33-1 高額バイトに気を付けろ(上)

「熟女は熟女でも、ウルスラねえさんはタイプじゃないよ」

 怪しいモテコンサル・ウルスラ麦茶の配信を見ていた喪男ネーム『パンダコッタ』ことえさ。喪男ネーム『みのやの若様』(シャモ)のお悩み相談を生ぬるい笑みで眺めていた餌のスマホが悩ましい着信音を立てた。

『ねえ、今すぐ中までしっかり見て♡』

「はいかしこまりましたいちご様♡」

 熟女セクシー女優・森崎いちごの悩ましい声に、餌はスマホを手にする。

 仏像からだ。

〔マネキンバイトで良さげなのある? 月末までに三万円がどうしても必要になった〕 

 意外なメッセージを二度見すると、餌は久しくチェックしていなかったマネキンバイトのサイトに飛んだ。


「あれほどマネキンバイトは二度とやらねえなんて言っていたのに、何か悪い物でも食べたか。月末までに三万円必要って、そんなのしこしこさん(仏像父)にねだればいいのに。三万円、三万円っと……。あっ、これ日給高い。この日給ならかなり『アレ』な案件だろうけど、審査に通った会社だから大丈夫でしょ。ぐふふぐふ」

 餌はハロウィンのかぼちゃのような笑みを浮かべると、仏像へ返信メッセージを送った。



 そして土曜日午前九時。

「あの、これって……。
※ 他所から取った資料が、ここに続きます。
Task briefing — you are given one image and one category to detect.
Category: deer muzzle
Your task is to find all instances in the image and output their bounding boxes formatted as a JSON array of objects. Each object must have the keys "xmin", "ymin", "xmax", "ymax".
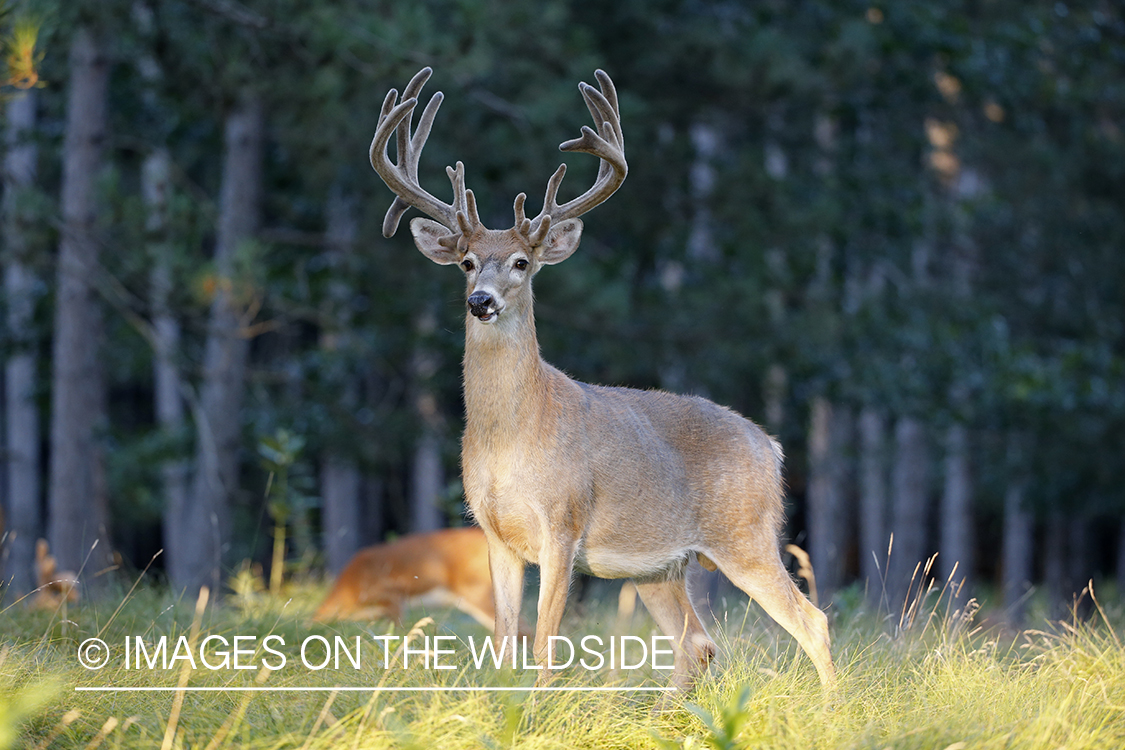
[{"xmin": 467, "ymin": 291, "xmax": 500, "ymax": 323}]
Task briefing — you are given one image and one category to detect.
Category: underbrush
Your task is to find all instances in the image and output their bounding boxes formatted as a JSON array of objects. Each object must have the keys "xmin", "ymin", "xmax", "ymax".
[{"xmin": 0, "ymin": 571, "xmax": 1125, "ymax": 750}]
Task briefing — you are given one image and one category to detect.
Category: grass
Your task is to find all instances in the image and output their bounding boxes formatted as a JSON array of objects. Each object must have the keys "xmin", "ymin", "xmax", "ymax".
[{"xmin": 0, "ymin": 568, "xmax": 1125, "ymax": 750}]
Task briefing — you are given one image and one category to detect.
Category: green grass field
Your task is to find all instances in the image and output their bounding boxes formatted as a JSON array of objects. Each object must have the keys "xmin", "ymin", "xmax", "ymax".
[{"xmin": 0, "ymin": 571, "xmax": 1125, "ymax": 750}]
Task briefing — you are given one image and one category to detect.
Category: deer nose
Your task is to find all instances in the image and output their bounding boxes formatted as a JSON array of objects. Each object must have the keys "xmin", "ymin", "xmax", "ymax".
[{"xmin": 468, "ymin": 291, "xmax": 495, "ymax": 318}]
どうしてもこれを着ないとダメなんですか」

 餌の紹介で登録したマネキン事務所に久々に足を踏み入れた仏像は、自分のネームホルダーと一緒に置かれた制服に顔をこわばらせた。

「その服をどうしても着たくないなら他の現場に行ってもらうよ。それだと日給八千円。どうする」

 本日の拘束時間は休憩込みで七時間。日給三万円(服装手当込)。

 どうしても月末までに三万円が入用な仏像は、屈辱に震えながら制服を受け取るとバイト現場へと急いだ。
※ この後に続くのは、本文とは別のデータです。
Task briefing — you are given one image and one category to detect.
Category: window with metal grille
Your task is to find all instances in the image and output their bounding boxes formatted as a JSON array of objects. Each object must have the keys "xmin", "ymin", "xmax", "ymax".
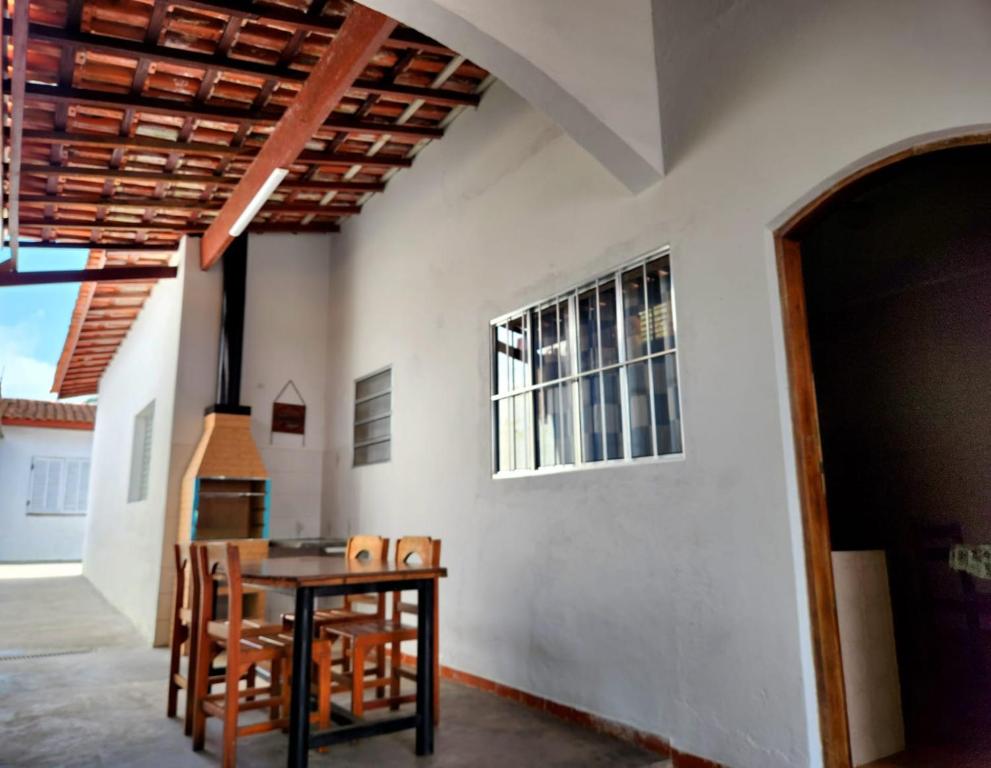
[
  {"xmin": 127, "ymin": 400, "xmax": 155, "ymax": 502},
  {"xmin": 27, "ymin": 456, "xmax": 89, "ymax": 515},
  {"xmin": 354, "ymin": 367, "xmax": 392, "ymax": 467},
  {"xmin": 491, "ymin": 249, "xmax": 682, "ymax": 475}
]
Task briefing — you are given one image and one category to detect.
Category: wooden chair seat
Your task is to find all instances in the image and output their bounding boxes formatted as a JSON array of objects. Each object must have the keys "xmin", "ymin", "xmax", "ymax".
[
  {"xmin": 192, "ymin": 543, "xmax": 342, "ymax": 768},
  {"xmin": 320, "ymin": 536, "xmax": 441, "ymax": 723},
  {"xmin": 206, "ymin": 619, "xmax": 284, "ymax": 639},
  {"xmin": 324, "ymin": 619, "xmax": 416, "ymax": 643}
]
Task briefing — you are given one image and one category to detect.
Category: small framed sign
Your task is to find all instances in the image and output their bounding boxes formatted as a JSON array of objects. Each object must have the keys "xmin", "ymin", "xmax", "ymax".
[
  {"xmin": 269, "ymin": 379, "xmax": 306, "ymax": 445},
  {"xmin": 272, "ymin": 403, "xmax": 306, "ymax": 435}
]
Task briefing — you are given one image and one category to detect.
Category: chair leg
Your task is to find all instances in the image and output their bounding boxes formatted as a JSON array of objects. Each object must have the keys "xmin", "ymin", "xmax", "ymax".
[
  {"xmin": 244, "ymin": 664, "xmax": 256, "ymax": 701},
  {"xmin": 351, "ymin": 642, "xmax": 365, "ymax": 717},
  {"xmin": 193, "ymin": 643, "xmax": 212, "ymax": 752},
  {"xmin": 166, "ymin": 621, "xmax": 185, "ymax": 717},
  {"xmin": 375, "ymin": 645, "xmax": 386, "ymax": 699},
  {"xmin": 183, "ymin": 627, "xmax": 198, "ymax": 736},
  {"xmin": 317, "ymin": 655, "xmax": 330, "ymax": 752},
  {"xmin": 389, "ymin": 642, "xmax": 402, "ymax": 710},
  {"xmin": 222, "ymin": 659, "xmax": 245, "ymax": 768},
  {"xmin": 268, "ymin": 659, "xmax": 282, "ymax": 720}
]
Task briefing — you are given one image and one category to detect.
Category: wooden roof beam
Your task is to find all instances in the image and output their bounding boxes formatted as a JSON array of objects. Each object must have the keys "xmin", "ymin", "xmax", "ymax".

 仏像がスマホ片手にたどり着いたのは、横浜駅近郊の下町エリアにたたずむ古ぼけた一軒家兼事務所。【卜部うらべ芸能企画】とかかげられたホーロー看板が歴史の古さを物語る。

「あーれー! 今日は何てついてる日やろ。こんなにイケメンのお兄さんがヘルプに来てくれるなんて。メロメロやわあ」

「おお、来たか。分かりにくい場所だっただろ。とりあえずそこで着替えて。貴重品はこのロッカーに入れて」

 脳天から一直線に宇宙空間へと突き刺さるレーザーのような女の声。

 その出どころは白塗りに真っ赤な頬紅ほおべにを塗りたくった日本髪の女。首からは小太鼓を下げている。その後ろからぬっと顔をだした男は、大衆演劇の股旅もののような衣装に身を包んでいる。
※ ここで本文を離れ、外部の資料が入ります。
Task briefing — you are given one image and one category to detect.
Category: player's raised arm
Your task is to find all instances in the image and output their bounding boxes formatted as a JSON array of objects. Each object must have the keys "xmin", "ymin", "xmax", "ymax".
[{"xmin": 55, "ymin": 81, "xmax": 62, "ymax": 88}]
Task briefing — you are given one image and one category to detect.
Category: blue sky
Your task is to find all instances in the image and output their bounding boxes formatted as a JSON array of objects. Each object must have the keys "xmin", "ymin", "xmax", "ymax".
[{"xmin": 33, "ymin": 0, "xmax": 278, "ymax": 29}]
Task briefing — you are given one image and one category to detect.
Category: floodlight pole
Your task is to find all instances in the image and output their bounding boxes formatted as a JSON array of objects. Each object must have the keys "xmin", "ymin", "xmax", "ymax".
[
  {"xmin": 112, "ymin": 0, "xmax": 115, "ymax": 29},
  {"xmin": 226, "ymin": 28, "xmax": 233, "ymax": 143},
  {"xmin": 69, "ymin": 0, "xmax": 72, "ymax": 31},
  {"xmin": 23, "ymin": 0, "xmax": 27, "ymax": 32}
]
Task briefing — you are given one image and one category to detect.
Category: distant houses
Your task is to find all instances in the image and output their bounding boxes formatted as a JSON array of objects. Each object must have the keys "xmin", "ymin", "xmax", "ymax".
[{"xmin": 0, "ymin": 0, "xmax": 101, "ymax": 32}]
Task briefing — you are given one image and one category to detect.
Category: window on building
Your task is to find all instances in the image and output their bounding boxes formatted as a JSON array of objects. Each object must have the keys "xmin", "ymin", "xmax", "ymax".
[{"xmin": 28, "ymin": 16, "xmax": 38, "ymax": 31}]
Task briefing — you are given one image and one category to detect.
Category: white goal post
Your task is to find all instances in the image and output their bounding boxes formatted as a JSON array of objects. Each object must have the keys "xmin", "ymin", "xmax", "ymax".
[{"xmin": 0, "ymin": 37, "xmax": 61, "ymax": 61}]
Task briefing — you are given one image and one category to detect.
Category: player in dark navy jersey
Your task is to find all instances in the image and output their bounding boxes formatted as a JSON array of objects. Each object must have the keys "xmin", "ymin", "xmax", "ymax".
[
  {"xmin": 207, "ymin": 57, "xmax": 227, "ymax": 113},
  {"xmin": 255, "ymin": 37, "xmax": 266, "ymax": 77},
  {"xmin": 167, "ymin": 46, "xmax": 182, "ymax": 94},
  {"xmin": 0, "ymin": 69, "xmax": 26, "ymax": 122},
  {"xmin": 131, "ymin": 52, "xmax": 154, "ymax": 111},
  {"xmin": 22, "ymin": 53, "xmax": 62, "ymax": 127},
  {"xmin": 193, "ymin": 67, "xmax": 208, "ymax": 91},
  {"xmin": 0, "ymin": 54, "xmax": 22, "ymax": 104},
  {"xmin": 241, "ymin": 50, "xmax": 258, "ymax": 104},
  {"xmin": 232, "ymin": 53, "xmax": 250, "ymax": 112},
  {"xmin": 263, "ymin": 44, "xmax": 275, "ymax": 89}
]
「まあスタイルも抜群やねえ。こんなに似合う人は初めてやわあ」

 肌色の全身タイツに真っ白でふわふわのフェイクファーの毛皮。鬼のパンツのような雷柄のショートパンツに厚底ブーツ。首からはアフリカの民芸品のような首飾り。

これが仏像に与えられた制服だ。

「仕事は簡単や。うちらの後について、このビラを通行人に配ってくれたらしまいやねん。七時間も掛からへんけど、きっちり七時間分のお給料が出るから安心しいや。結構歩くけど、若いから大丈夫やろ」

「無理やり配ったりせず、明るく朗らかひょうきんに面白おかしく親しみこめて配ってくれな。ミッコ、この子のメークを頼むわ。肌がかぶれたりかゆくなったらすぐ言えよ」

(無理いいいっ。この衣装以上にその要求の方が無理いいいっ。チキショー、完全にシャモ向きの仕事じゃねえか)。

 それでも逃げずに契約を全うしようとする辺りが、仏像の生真面目さ。昔懐かしのデスメタルスタイルに仕上げられた仏像は、ビラを片手に横浜の下町を練り歩く事となったのである。


※本作はいかなる実在の団体個人とも一切関係の無いフィクションです。